On the Friday, Quentin tried getting out of bed, but the ankle, after even a few steps, twinged a little too much for comfort. He prayed he would be better by Sunday and back home, headphones on, Porter at full blast. He'd let her have her concerts, but he wouldn't be in the audience, not if he could help it. When Lucy, fresh home from school, began singing that song about the blonde hair and blue eyes, it became a matter of the utmost urgency that he escaped. He got up, put Silas in a tote bag, and gathered the rest of his belongings. He sat at the top of the staircase and went down on his buttocks. He pushed himself down the stairs, his sweaty hands leaving prints on the wallpaper, and Silas purred and sniffed at his nose.
At the door, he groaned. It was locked and there was no key. He opened a window and moved a chair nearby on which he put his belongings and Silas. He flopped onto the ledge and turned himself around so he was facing the chair.
"What are you doing?" asked Lucy. Her voice was softer than usual.
Quentin looked up. Silas had gotten out of the bag and Lucy was leaning down, speaking to him. On seeing Quentin, she shook her head and tutted.
"You can go for all I care. But how will you get food for this cutie," she said, picking up Silas. "My mum says you don't have anyone to do your shopping or cook for you or anything and that's why you're here. Plus, she says you could do with some company. I told her I didn't think you liked company, not really, and she told me not to be unkind."
Quentin was still in the window, his legs hanging out. Lucy came over and held out her hands which he took. She pulled him over the window and helped him to the floor. He wished it would open up its mouth and swallow him like he did fried macaroons on a hangover.
"Mum also says you're quite nice," she said, shoving him up the stairs. "Deep down. I told her you -"
Quentin pushed her away. Yes, he bet she told her mother all sorts of things about the snoring beast in the room next door. "Shut up," he snapped. "I have no interest in hearing about what you told anyone."

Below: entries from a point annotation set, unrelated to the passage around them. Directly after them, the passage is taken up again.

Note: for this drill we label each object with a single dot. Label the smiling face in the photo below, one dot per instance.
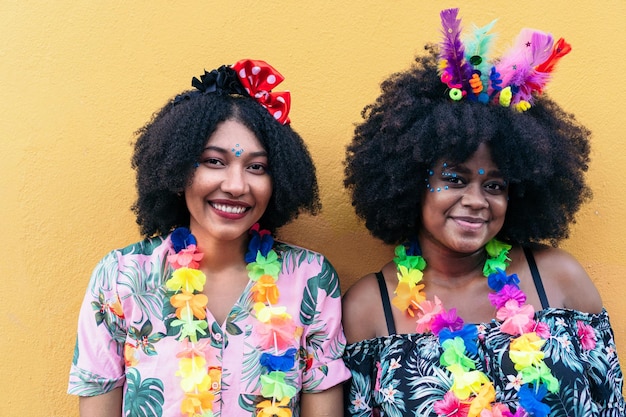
(231, 188)
(465, 204)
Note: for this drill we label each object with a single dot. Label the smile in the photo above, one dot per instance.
(229, 209)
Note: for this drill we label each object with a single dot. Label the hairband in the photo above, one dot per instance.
(511, 81)
(248, 77)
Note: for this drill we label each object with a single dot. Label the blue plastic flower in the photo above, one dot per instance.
(499, 279)
(469, 334)
(531, 400)
(259, 242)
(181, 238)
(281, 363)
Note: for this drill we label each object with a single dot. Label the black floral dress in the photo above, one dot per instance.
(400, 375)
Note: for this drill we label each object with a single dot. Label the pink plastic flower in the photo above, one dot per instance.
(516, 319)
(446, 320)
(429, 310)
(188, 257)
(586, 335)
(451, 406)
(508, 292)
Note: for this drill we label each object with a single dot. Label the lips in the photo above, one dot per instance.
(472, 223)
(227, 208)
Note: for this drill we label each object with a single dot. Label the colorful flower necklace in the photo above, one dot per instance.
(472, 391)
(275, 328)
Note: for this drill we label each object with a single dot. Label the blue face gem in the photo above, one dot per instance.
(237, 151)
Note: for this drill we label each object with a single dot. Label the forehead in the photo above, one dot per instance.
(482, 156)
(234, 134)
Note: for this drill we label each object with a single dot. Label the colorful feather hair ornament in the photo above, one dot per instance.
(519, 75)
(455, 71)
(477, 48)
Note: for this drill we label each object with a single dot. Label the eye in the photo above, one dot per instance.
(496, 187)
(452, 178)
(257, 168)
(212, 162)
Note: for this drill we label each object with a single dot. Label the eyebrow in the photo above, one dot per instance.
(222, 150)
(464, 170)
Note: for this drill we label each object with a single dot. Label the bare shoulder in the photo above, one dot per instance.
(566, 280)
(362, 310)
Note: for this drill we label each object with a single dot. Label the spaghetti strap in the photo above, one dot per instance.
(536, 278)
(384, 295)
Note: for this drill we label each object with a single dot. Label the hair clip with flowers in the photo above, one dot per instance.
(250, 78)
(466, 67)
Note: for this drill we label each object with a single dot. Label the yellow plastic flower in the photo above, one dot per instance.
(265, 290)
(194, 373)
(526, 351)
(466, 383)
(265, 313)
(483, 400)
(186, 278)
(185, 301)
(269, 409)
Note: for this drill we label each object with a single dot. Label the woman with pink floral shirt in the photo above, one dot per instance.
(209, 316)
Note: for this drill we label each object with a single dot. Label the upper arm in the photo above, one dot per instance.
(362, 310)
(105, 405)
(328, 403)
(565, 279)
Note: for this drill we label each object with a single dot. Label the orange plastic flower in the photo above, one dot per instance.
(265, 290)
(267, 409)
(185, 301)
(408, 299)
(131, 357)
(196, 403)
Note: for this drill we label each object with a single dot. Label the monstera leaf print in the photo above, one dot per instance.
(143, 398)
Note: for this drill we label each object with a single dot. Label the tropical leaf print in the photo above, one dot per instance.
(145, 340)
(143, 398)
(327, 281)
(88, 384)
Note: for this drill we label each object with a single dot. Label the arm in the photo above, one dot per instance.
(566, 281)
(362, 312)
(327, 403)
(105, 405)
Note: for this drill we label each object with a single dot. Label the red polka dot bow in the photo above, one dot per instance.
(258, 78)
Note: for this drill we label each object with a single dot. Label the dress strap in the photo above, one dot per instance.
(536, 278)
(384, 295)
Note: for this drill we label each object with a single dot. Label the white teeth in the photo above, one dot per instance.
(229, 209)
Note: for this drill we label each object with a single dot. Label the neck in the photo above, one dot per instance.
(449, 266)
(222, 254)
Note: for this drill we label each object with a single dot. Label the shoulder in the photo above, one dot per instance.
(362, 312)
(565, 279)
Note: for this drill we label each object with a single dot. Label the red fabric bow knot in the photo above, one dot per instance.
(258, 78)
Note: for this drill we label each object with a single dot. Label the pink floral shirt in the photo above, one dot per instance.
(123, 342)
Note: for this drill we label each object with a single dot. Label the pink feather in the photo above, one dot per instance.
(452, 49)
(518, 65)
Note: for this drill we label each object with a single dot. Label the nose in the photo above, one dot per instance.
(234, 182)
(474, 197)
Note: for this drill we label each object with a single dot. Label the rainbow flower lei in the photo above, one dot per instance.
(472, 394)
(275, 328)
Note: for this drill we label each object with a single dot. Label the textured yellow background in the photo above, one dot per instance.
(77, 78)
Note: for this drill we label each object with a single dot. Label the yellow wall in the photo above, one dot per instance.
(78, 77)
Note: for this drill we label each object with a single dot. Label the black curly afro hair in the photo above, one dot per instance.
(168, 147)
(543, 153)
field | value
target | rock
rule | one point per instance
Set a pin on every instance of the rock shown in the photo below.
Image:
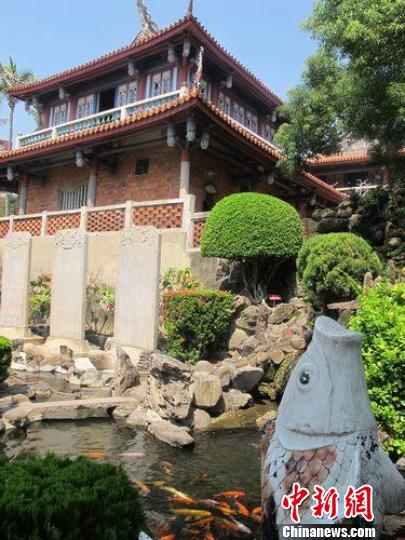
(137, 418)
(201, 420)
(82, 364)
(298, 343)
(234, 399)
(224, 372)
(248, 320)
(277, 356)
(204, 366)
(262, 422)
(170, 434)
(126, 374)
(247, 378)
(18, 366)
(207, 390)
(237, 340)
(168, 387)
(91, 378)
(282, 313)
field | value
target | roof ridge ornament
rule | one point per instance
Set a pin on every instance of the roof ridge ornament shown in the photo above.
(149, 27)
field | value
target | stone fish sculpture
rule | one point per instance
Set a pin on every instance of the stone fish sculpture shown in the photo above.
(326, 435)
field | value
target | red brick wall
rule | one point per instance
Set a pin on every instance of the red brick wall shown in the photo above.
(162, 181)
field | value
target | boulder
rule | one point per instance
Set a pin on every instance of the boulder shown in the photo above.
(207, 390)
(168, 387)
(247, 378)
(126, 374)
(235, 399)
(248, 320)
(201, 420)
(237, 340)
(170, 434)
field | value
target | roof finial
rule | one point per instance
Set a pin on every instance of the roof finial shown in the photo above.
(149, 27)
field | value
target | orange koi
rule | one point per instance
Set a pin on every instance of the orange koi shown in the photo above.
(242, 509)
(231, 494)
(143, 488)
(94, 454)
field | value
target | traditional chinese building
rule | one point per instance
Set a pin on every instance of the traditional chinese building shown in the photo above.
(151, 134)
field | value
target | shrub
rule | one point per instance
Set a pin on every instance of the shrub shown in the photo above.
(6, 350)
(381, 319)
(100, 306)
(331, 267)
(257, 230)
(40, 300)
(195, 321)
(56, 498)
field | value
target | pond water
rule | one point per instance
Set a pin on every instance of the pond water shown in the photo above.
(220, 461)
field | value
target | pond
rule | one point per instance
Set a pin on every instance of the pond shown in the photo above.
(220, 461)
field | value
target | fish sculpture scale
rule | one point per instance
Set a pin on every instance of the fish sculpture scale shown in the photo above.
(326, 435)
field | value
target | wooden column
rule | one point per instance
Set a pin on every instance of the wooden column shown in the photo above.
(23, 195)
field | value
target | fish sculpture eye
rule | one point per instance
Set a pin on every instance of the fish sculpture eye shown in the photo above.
(305, 377)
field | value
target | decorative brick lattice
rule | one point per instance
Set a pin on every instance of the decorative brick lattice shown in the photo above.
(167, 216)
(60, 223)
(198, 229)
(106, 220)
(4, 228)
(31, 225)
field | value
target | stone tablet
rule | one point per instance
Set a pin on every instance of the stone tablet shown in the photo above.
(15, 282)
(137, 290)
(68, 302)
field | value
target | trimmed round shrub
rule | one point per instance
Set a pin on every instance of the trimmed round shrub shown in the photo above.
(195, 321)
(257, 230)
(55, 498)
(331, 267)
(381, 320)
(6, 350)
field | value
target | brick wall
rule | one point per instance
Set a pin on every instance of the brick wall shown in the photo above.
(162, 181)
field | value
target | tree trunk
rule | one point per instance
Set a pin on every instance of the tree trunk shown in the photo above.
(10, 136)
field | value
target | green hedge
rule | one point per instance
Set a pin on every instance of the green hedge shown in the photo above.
(331, 267)
(55, 498)
(195, 321)
(381, 320)
(6, 350)
(252, 225)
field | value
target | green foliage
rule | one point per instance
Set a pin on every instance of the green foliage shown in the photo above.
(6, 350)
(40, 300)
(100, 306)
(252, 225)
(352, 85)
(257, 230)
(381, 319)
(331, 267)
(195, 321)
(55, 498)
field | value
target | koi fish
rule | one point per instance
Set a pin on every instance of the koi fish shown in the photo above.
(142, 487)
(231, 494)
(94, 454)
(242, 509)
(192, 513)
(175, 492)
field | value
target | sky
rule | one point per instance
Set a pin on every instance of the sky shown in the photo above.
(49, 36)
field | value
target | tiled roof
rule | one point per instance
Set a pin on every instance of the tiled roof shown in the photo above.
(133, 48)
(191, 98)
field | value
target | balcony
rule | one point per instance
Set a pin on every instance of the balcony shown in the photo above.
(97, 119)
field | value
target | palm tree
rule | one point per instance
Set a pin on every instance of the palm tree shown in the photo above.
(10, 76)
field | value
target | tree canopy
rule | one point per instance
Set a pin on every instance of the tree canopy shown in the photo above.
(353, 86)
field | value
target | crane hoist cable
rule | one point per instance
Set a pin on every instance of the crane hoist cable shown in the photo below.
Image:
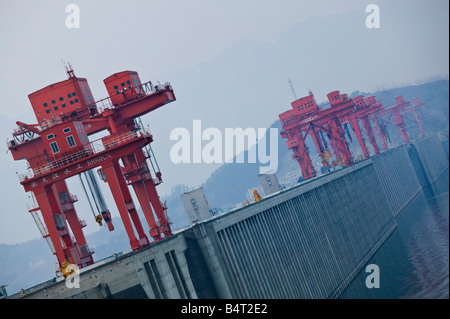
(85, 191)
(148, 148)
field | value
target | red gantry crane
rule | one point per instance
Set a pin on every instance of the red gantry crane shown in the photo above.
(307, 118)
(58, 147)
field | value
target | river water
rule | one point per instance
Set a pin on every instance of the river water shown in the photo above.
(414, 261)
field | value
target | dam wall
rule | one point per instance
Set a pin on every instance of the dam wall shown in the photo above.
(309, 241)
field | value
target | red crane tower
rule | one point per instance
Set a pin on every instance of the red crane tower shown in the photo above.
(306, 117)
(58, 147)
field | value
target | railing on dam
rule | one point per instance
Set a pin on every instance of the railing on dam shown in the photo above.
(309, 241)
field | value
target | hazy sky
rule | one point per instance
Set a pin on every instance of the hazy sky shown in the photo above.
(155, 38)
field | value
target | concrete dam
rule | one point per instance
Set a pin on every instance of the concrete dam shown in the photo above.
(308, 241)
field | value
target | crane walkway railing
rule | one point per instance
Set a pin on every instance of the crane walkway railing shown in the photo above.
(89, 149)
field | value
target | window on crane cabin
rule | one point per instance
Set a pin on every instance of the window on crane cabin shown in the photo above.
(55, 148)
(71, 141)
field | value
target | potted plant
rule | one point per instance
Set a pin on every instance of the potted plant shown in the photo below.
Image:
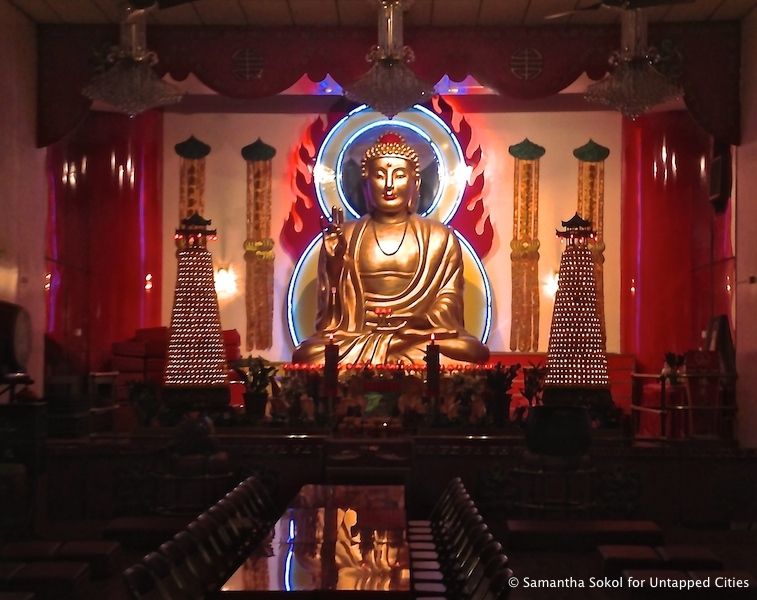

"So, I was right, you're not nice," she said, backing away. "Not a bit. I'm going to tell everyone all about it."
Quentin wanted to run away. What kind of monster told little girls to shut up. She pulled him up the stairs and into his room.
"Don't worry," she said, hand on hips, in the doorway, "I won't tell anyone about you trying to run away. Mum would cry. And I don't need to tell anyone you're not nice. Because everyone already knows. Even you," she screamed, slamming the door.
Even me, he thought. Especially me.
"Mum says I have to feed us," said Lucy, not long after. "She and dad are having Chinese around Granny's. They'll bring us back some spring rolls and sweet and sour chicken, but it'll be a while. We'll have Ravioli. From a can. Microwaved," she said, and marched off.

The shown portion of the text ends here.